February 6, 2026
Hex marks the brawl
How we made geo joins 400× faster with H3 indexes
400× faster geo joins? Hex grid hype sparks 'wrong tool' vs 'use indexes' brawl
TLDR: Floe claims it made map-based joins way faster by using Uber’s hex grid (H3) to prefilter results. Commenters split: some say H3 is the wrong tool and a basic spatial index would suffice, others report big wins in the wild—while a side drama slams the site’s scroll-hijacking UX.
Floe says it turned a map math headache into a speed run: take slow “do these shapes touch?” checks and prefilter them with Uber’s hex grid system, H3, so the database does easy number matching first. They’re bragging up to 400× faster, and the internet did what it does best—argue.
The loudest pushback came from the “you picked the wrong grid” camp. One commenter dropped the academic hammer, warning that H3 isn’t built for precise analytics and lacks “congruency,” basically saying it’s great for pretty maps, not heavy math. Another skeptic rolled in with the classic tech shortcut: “Why not just use a spatial index?” Translation: do we need hex magic when old-school indexes often work?

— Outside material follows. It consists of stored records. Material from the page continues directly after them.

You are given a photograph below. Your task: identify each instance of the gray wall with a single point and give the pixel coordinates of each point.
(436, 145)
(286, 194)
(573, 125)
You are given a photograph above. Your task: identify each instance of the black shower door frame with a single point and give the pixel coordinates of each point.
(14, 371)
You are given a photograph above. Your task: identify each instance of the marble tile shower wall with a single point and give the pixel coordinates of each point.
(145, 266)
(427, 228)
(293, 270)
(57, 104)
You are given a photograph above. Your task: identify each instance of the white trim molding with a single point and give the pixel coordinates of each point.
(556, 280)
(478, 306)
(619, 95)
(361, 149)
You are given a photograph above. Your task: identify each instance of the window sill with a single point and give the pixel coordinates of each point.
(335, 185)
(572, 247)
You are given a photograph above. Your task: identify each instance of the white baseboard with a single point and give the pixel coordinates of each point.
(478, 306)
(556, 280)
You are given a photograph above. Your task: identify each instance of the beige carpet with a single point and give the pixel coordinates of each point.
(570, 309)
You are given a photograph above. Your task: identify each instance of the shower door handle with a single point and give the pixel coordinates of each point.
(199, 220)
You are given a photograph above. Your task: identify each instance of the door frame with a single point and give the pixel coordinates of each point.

But it wasn’t all side-eye. A practitioner chimed in with real-world receipts: they’re already using H3 for hundreds of millions of GPS points in Elasticsearch—turning map lookups into fast text-like searches and counting overlaps like a champ. Meanwhile, another commenter wondered if geohash (the square cousin of H3) would’ve been simpler for NoSQL setups, even if it’s messier around the edges.
And because this is the internet, the website itself caught strays. Multiple folks dunked on the blog’s scrolling hijinks for “garbling page history,” spawning a mini-meme about the true bottleneck being… the browser back button.
Bottom line: speed thrills, but the grid wars are real—H3 lovers tout massive wins, while purists question if it’s the right tool or just clever marketing. Read the room: it’s hexes vs hashes vs “just use indexes,” with extra points for UX rage.
Key Points
- •Geospatial joins are slow at scale because spatial predicates lack clean join keys, leading to expensive, near-quadratic comparisons.
- •Floe uses H3 to represent geometries as sets of hexagonal cell IDs (BIGINTs), enabling integer equi-joins on shared cells.
- •The query is rewritten into a fast filter (H3 cell join and deduplication) followed by an exact geometry recheck (e.g., ST_Intersects).
- •H3 coverage is a conservative approximation that allows false positives but avoids false negatives to preserve correctness.
- •The approach leverages standard database optimizations for integer joins and claims speedups up to 400×.